27 April 2026, 12:03

Trockener Rasen im Kölner Stadion entfacht Streit nach Leverkusens Spiel

Navy-Fußballspieler in Helmen und Uniformen feiern ein Touchdown auf einem regennassen Rasenfeld, mit Zuschauern und Stadionbeleuchtung im Hintergrund.

Trockener Rasen im Kölner Stadion entfacht Streit nach Leverkusens Spiel

Trockener Rasen im Kölner Stadion löst Debatte nach Leverkusens Besuch aus

Der knochentrockene Platz im Kölner Stadion hat nach dem jüngsten Spiel von Bayer Leverkusen für Diskussionen gesorgt. Die harte Oberfläche wurde von der Gäste-Mannschaft scharf kritisiert, während die Hausherren jede Manipulation zurückwiesen. Der Vorfall wirft ein Schlaglicht auf die wachsenden Herausforderungen für die Platzwarte in der Bundesliga, die mit lokalen Wetterextremen zu kämpfen haben.

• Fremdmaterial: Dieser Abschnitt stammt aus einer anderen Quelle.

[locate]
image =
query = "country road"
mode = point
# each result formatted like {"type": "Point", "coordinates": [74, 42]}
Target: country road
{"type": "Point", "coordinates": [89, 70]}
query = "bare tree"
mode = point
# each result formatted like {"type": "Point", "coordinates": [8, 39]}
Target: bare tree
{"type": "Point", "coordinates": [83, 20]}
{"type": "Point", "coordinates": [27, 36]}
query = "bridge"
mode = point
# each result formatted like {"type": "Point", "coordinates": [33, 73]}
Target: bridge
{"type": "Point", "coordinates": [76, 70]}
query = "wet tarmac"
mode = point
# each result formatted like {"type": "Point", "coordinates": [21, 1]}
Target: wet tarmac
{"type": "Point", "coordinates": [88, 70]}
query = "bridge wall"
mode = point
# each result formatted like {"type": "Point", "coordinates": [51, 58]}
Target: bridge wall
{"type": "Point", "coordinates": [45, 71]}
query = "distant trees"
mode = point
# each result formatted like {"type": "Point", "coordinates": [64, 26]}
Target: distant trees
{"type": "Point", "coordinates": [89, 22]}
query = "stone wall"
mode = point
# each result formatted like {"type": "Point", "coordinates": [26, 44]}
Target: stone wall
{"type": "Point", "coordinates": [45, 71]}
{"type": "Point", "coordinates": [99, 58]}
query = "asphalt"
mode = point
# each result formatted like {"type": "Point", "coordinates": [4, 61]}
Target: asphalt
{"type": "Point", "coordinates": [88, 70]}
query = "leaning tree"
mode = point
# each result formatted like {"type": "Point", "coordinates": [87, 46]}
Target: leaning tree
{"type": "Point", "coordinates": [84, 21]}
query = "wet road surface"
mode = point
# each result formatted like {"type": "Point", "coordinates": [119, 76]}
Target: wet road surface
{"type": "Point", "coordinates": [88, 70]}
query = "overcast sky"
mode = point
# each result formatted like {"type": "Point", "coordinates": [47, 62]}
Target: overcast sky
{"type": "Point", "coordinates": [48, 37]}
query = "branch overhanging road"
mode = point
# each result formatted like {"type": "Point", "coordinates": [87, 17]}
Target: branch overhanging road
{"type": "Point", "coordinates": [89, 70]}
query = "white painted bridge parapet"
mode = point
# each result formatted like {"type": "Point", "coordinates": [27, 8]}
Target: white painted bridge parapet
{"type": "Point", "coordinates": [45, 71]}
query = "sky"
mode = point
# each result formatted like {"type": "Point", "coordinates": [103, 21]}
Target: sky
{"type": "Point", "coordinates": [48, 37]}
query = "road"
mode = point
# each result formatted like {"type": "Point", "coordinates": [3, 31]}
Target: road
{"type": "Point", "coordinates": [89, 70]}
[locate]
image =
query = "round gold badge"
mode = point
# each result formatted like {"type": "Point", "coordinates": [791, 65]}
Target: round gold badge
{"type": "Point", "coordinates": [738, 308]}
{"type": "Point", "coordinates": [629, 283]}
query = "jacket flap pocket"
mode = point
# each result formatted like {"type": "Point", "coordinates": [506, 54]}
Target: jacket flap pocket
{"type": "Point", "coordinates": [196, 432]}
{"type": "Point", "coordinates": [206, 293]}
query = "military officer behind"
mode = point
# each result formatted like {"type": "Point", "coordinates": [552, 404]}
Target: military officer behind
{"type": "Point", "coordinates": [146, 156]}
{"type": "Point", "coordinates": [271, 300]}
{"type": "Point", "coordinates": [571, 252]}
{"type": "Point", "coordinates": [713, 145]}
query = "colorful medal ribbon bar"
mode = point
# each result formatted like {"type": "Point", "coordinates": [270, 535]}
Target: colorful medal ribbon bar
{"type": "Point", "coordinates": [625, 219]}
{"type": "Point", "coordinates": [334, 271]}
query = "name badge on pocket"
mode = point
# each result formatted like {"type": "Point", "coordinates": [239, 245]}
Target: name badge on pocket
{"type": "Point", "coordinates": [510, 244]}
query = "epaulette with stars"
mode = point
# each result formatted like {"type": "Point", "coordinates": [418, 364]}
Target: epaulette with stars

Das Problem trat während des Spiels zwischen dem 1. FC Köln und Leverkusen zutage. Trainer Kasper Hjulmand beklagte, dass der ausgedörrte Rasen das Spiel verlangsamte und die Leistung seiner Mannschaft beeinträchtigte. Er deutete sogar an, die Grasnarbe könnte absichtlich gewässert und anschließend austrocknen gelassen worden sein, um den Balllauf zu beeinflussen.

René Wagner, Cheftrainer des 1. FC Köln, wies die Vorwürfe einer gezielten Manipulation zurück. Scherzhaft meinte er, die Sonne sei schuld an den trockenen Bedingungen, entschuldigte sich später jedoch, falls seine Äußerungen abwertend gewirkt hätten. Wagner betonte, niemand habe den Platz vorsätzlich verändert.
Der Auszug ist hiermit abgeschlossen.